Home Properties: 60% Odds

Like Post, Home has long been a rumored takeout candidate (that became a reality in late June). Now, with Lone Star’s interest in the Rochester, N.Y.–based company that outcome may finally be becoming a reality. “Our understanding from the management team at Home is that they are open to selling the business at the right price,” says Jonathan Litt, managing director of Land and Buildings.

As many REITs migrate to new product on the coasts, Home is sticking with its older properties and renovation-heavy platform. “Its business as intensive rehabber—the private markets may like that or understand it more than public market investors do,” says Conor Wagner, a research associate at Green Street Advisors.

Post Properties: 30% Odds

Post has long been rumored to be on the block. But with the AEC sale and, more importantly, the recent Gables deal, the time may finally be right.

“The Gables transaction is an excellent comp for Post, given that they have a similar footprint and similar quality,” Wagner says. “For someone who underwrote Gables and got excited about that, we would think they’d be interested in Post.”
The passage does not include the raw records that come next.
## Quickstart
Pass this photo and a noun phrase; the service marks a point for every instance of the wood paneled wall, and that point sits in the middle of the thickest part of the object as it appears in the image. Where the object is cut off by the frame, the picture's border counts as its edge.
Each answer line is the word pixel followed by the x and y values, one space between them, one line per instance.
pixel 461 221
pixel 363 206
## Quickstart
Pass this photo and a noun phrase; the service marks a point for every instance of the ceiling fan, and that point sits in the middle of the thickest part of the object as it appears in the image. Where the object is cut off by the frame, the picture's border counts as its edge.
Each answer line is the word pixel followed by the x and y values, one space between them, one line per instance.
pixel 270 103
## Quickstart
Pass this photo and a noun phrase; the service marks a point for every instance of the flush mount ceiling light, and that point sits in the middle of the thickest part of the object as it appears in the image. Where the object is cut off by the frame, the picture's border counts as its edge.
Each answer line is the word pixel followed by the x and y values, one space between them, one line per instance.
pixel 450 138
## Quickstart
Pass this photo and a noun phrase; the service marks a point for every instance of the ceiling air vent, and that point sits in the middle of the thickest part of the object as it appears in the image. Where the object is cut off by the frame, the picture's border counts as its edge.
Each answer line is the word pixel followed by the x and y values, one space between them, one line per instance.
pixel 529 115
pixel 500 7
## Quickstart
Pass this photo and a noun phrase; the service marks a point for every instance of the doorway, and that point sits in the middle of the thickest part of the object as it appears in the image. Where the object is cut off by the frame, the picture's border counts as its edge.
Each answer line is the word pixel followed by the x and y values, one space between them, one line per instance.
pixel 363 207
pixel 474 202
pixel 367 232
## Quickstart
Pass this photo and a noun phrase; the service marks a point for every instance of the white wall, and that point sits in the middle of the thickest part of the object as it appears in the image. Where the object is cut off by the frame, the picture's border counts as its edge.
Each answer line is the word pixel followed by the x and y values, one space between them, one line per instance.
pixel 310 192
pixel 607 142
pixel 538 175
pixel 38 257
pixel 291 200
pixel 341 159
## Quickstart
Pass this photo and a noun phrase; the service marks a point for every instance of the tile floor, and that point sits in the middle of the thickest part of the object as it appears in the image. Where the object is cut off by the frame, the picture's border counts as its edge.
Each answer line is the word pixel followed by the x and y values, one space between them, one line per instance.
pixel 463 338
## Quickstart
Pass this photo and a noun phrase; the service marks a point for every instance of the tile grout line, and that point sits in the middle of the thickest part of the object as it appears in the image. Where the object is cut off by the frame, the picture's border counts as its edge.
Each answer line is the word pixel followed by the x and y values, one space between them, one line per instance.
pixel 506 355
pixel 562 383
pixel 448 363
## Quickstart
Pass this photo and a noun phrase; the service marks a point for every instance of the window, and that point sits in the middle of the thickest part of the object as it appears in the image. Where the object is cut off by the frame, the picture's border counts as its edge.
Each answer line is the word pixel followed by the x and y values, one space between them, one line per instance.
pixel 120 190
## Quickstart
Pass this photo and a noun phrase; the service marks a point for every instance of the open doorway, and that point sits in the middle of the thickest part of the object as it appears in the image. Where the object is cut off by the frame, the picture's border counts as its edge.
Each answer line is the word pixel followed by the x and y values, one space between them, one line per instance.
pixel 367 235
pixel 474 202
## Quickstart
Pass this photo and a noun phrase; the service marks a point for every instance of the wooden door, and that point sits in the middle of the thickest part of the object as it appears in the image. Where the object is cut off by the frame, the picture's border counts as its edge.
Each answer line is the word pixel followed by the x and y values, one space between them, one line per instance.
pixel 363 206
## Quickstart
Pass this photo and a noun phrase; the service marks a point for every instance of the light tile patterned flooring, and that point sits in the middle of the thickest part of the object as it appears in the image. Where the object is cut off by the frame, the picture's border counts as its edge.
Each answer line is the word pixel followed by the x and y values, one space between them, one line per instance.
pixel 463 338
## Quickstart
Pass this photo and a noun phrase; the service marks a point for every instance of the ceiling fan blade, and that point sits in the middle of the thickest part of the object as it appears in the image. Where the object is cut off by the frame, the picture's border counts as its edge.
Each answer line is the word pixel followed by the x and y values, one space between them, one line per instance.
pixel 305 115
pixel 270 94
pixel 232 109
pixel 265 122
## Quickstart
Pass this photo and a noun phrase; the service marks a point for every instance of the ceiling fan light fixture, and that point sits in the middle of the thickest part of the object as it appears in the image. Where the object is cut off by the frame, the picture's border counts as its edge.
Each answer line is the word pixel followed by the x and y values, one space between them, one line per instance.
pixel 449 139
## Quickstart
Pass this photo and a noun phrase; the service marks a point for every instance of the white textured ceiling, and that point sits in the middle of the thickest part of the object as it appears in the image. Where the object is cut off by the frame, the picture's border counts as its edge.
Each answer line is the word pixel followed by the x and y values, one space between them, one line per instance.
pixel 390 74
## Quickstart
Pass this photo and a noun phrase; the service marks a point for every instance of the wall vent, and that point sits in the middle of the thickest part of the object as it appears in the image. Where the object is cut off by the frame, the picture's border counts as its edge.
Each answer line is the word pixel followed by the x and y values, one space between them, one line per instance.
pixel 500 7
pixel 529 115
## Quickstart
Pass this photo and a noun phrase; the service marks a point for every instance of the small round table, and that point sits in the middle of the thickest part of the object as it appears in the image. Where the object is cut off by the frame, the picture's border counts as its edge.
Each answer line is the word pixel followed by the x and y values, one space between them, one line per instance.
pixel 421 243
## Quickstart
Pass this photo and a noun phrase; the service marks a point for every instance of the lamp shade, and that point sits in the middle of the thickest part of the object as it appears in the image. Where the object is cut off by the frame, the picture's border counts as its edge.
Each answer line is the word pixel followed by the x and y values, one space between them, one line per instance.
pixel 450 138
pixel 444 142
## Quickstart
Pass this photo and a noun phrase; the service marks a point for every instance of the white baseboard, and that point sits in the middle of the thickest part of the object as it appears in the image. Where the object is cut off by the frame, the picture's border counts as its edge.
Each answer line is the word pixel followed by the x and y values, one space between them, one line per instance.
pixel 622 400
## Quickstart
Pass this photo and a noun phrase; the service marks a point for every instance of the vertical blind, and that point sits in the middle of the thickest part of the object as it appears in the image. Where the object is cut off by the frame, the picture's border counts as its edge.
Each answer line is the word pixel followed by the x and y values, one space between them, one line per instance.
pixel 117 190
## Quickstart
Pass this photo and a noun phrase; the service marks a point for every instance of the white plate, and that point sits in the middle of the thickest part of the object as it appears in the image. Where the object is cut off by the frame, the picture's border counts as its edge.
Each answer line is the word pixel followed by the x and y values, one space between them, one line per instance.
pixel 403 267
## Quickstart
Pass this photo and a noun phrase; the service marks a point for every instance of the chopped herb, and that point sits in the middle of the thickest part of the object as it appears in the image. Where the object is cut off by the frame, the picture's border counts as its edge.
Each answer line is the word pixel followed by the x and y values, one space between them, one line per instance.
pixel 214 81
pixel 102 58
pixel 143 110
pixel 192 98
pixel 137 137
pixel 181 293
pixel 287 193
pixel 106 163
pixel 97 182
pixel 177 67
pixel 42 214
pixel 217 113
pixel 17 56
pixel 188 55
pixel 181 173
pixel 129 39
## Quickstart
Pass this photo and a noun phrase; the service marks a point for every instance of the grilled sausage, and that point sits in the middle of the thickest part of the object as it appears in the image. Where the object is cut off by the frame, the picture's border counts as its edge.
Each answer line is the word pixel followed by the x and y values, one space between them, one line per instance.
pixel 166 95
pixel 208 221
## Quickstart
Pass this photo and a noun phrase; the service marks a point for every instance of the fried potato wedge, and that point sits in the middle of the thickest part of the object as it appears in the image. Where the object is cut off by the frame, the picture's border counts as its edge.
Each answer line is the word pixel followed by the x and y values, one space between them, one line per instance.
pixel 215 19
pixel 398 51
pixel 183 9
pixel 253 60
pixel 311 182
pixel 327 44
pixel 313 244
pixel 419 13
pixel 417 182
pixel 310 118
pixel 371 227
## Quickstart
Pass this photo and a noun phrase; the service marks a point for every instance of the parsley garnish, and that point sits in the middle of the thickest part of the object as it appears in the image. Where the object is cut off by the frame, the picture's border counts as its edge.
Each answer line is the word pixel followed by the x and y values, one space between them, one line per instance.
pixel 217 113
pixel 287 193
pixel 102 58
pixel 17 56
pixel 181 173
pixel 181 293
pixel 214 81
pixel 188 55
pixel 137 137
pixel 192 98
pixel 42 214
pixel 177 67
But Alexander D. Goldfarb, managing director at Sandler O’Neill + Partners, doesn’t think Post is as easily absorbed as conventional wisdom would suggest. “Post is everyone’s favorite,” he says. “But when you run the math, it would be a very specific buyer that would accept the low yields for the board to say yes.”

Camden: 10% Odds

After Home and Post, Green Street’s takeout odds decline dramatically, It’s possible to think of Camden as a takeout candidate. And, while the company would weigh any offer it gets, CEO Ric Campo is proud of the platform he built, which includes being named to Fortune’s “100 Best Companies to Work For” list.

And Campo doesn’t seem too eager to be taking on equity partners anytime soon. “I would much rather have a shareholder that’s mad at me than a partner that’s mad at me,” he says.

Aimco: 10% Odds

Once the largest owner and manager in the country, Aimco has simplified its story over the past decade, shedding businesses and properties that weren’t valued by the public markets. Still, the company possesses a diverse portfolio that would probably be broken up if sold.

While some observers contend that the only way Aimco would consider selling is when CEO Terry Considine decides it’s time, Wagner thinks any disruption with Fannie or Freddie could cause the company to revisit its options. “Aimco’s specified mission is being a secured-only borrower and buying high-quality assets,” he says. “If Fannie and Freddie pull away and try to focus on affordable properties, that’s not good for Aimco.”

UDR: 10% Odds

With a $12 billion market cap that would force a buyer to write a big check, UDR would seem to be the REIT less likely to sell. Over the past decade, the company, under CEO Tom Toomey, has revamped its portfolio by scooping up newer product in high-barrier, coastal cities. Still, the company’s legacy secondary market and Southeastern properties remain—creating almost two different REITs. 

“With UDR, we would expect [a potential buyer] would expect it would break it up into two companies,” Wagner says. “Someone who wants secondary markets and the Sun Belt could get that. If someone wants coastal gateway, they could do that. We think there would be an attraction for investors.